The artist went on to explain how she now “really worries about the bands of the future,” with the hindrance of Brexit potentially stopping some acts from growing and being forced to call it quits. “I’m not just talking about bands that haven’t even formed or written any music yet, but all of this will be just another loss and personally adds to the grief of it all,” she said.

“I come from a working-class background. I don’t have anything to fall back on financially. Everything I’ve done, I’ve done myself. I’ve done it for seven years completely self-funded. For people like me coming from places like I do, what’s going to happen to them in the future? The whole thing is just so devastating.”

Despite the global success of her acclaimed second record ‘Inner Song‘ (which landed in the top 10 of NME’s Best Albums Of 2020) Owens said that she “won’t even consider” looking into arranging shows on the continent with all the extra visas, carnets and work permits for each country until the pandemic has a resolution and stopped “putting an extra question mark of everything”.

“That’s not what any of my fans want to hear and not what I want to be saying, but I feel that I have a duty to publicly report that this is really real for people,” she admitted. “People might look at me and say, ‘Oh, we didn’t expect this to affect you – you seem to be doing well’. Yeah, I’m OK after a difficult year, but just with this toxic concoction I can’t even think about it until the pandemic is over.

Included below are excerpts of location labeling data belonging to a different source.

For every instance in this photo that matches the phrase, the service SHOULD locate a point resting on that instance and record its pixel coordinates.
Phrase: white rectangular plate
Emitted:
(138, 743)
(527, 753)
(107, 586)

She also called upon the UK government to urgently seek a solution, promising that musicians won’t stop pushing until an answer is found.

“We’re going to have to keep having this conversation until something changes because this isn’t sustainable in any sense,” she said. “This government have continually forced people into austerity and survival mode. They have never cared about the arts. It doesn’t serve them to have people with voices thriving, particularly people who most likely are not for them.”

Of the fact that it’s now been six months since the arts were essentially handed a ‘no deal’ over Brexit, Owens added: “It doesn’t surprise me, but it’s absolutely not good enough. I won’t rest – and I know a lot of other musicians who won’t rest – until something is done. Even if you just want to talk shop about how much money the industry brings in, you’d think that would give them some incentive – but I don’t think our government have ever really truly cared.”

This comes after last week saw a new poll show that the majority of UK voters want the government to be doing more to solve the post-Brexit touring fiasco for musicians and crew, while campaigners have vowed that their “anger is not going away until they find a solution”.

The government was also accused of treating the sector like “an afterthought” in Brexit negotiations compared to the £1.2billion fishing industry.

Responding to the criticisms at the time, a government spokesperson from the Department for Digital, Culture, Media and Sport claimed that they “had always been clear that the end of freedom of movement would have implications for professional mobility”.

A controversial issue throughout the continent, European festival promoters have said that they could be likely to book fewer UK acts as a result of Brexit, while figures from the UK music industry have expressed concern that the impact of the deal on musicians who might not be able to tour Europe could also potentially prevent them from acquiring a visa to play in the United States.

Bookers in Europe have told NME that “the effort should come from the UK” to overcome this.